A recent wave of cyberattacks—from WannaCry and Equifax to the alleged Russian influence on the US election—has demonstrated how hackers can wreak havoc on our largest institutions. But by focusing only on hackers’ efforts to extort money or mess with our political process, we may have been missing what is potentially an even scarier possibility: data manipulation.
Imagine that a major Big Food company gets hacked. But this time, instead of leaking the company’s proprietary information to the public or freezing its systems with ransomware, the hackers subtly manipulate the data on which the company relies. Expiration dates on milk cartons get scrambled so that some are thrown away early while others make drinkers sick, despite appearing within their use-by date. Figures are tweaked slightly on pending invoices to vendors, altering the company’s balance sheets by hundreds of thousands of dollars. Small changes are made to food-safety tests so that a dangerous product that was failing suddenly looks like it is passing regulation tests.
Would the company even notice such changes happening? Could it still have the confidence that its backups were uncompromised? How could its investors accurately assess the company’s value when all of its financials might suddenly be based on faulty information? And how might its customers and suppliers respond?
Now apply this thought experiment to banks, medical institutions, and government organizations. It’s pretty scary.
Unlike “information-gathering” hacks (where data is stolen because it is valuable) or “hold hostage” attacks (when data is imprisoned until someone pays to release it), “manipulation hacks” are hard to detect: They result when individuals (or bots) illegally change vital information below the threshold of attention.
Take the recent Equifax breach as an example. A software engineer set up a fake website claiming to help customers—and even Equifax linked to the fake site. The site’s contents made clear it was not real (the purpose was to expose how easy it was to “phish”), but Equifax fell for cybersecurity’s equivalent of fake news, and it took 200,000 clicks before the company noticed.
In the most extreme cases, such hacks could have deadly consequences. A paper in the New England Journal of Medicine recently reported on the risks of data breaches in health systems, noting that a hacker could in theory change a single data point, such as the level of potassium in a patient’s blood, leading caregivers to provide incorrect and potentially lethal treatments. Given that medical errors are now the third leading cause of death in the US, there is plenty of reason to worry.
More broadly, data manipulation breeds uncertainty. When a hacker’s goal is to leak stolen information or hold data for ransom, their success depends on their ability to prove the information they hold is real. But with data manipulation, the goal is to call the underlying information into question. And uncertainty is its own weapon. Ten years ago, an announcement by the banking group BNP set the 2007 financial crisis in motion because they said they didn’t know what securities linked to subprime mortgages were worth. In today’s data-driven markets, the consequences of uncertainty for the financial industry might be far greater.
Admittedly, data-manipulation hacks are not as easily monetizable as ransomware, nor do they produce as much buzz as the public release of sensitive data. But that doesn’t mean they can’t have serious financial repercussions. When hackers took over the Associated Press’s Twitter account in 2013, a few fake tweets about a terrorist attack caused the stock market to take a nosedive. A future attack could call the quarterly earnings of a publicly traded company into question, and benefit from the postponement of that company’s earnings call.

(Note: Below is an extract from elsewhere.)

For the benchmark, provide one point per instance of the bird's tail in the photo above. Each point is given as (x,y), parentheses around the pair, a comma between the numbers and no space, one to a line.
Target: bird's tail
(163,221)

There are also deep-seated political implications to data manipulation. The data on the servers of state election boards are an obvious target; in at least one US county in 2016, a hacker manipulated the voter data, though the issue was corrected before the election actually occurred.
Because of the opportunity that data manipulation provides, we need to take simple steps now before this kind of hack becomes more common. First, we need to design systems that are carefully watching for manipulation: Hard or offline backups are essential, and data holders should develop systems to regularly compare live versions of their data to their backups. (According to Osterman Research, most companies don’t do this continuously, and some don’t do it at all.)
We also need better database oversight, such as systems designed to identify precisely when data has been manipulated. For example, in the art industry, collectors use provenance documents to verify who has owned an artwork and how it has changed over time. Perhaps a similar system to verify the provenance of data could help us tell when a data manipulation hack has occurred.
But there’s is a small silver lining: One of the easiest ways for organizations to defend against hackers is to beat them at their own game. When infiltrators can’t tell what data is real, they won’t know what actually might be of value. Emmanuel Macron’s French presidential campaign, for instance, purportedly distracted hackers with fake data, which limited the effectiveness of campaign hacks as a result.
Perhaps this really is an instance where fire(wall) can be fought with fire(wall).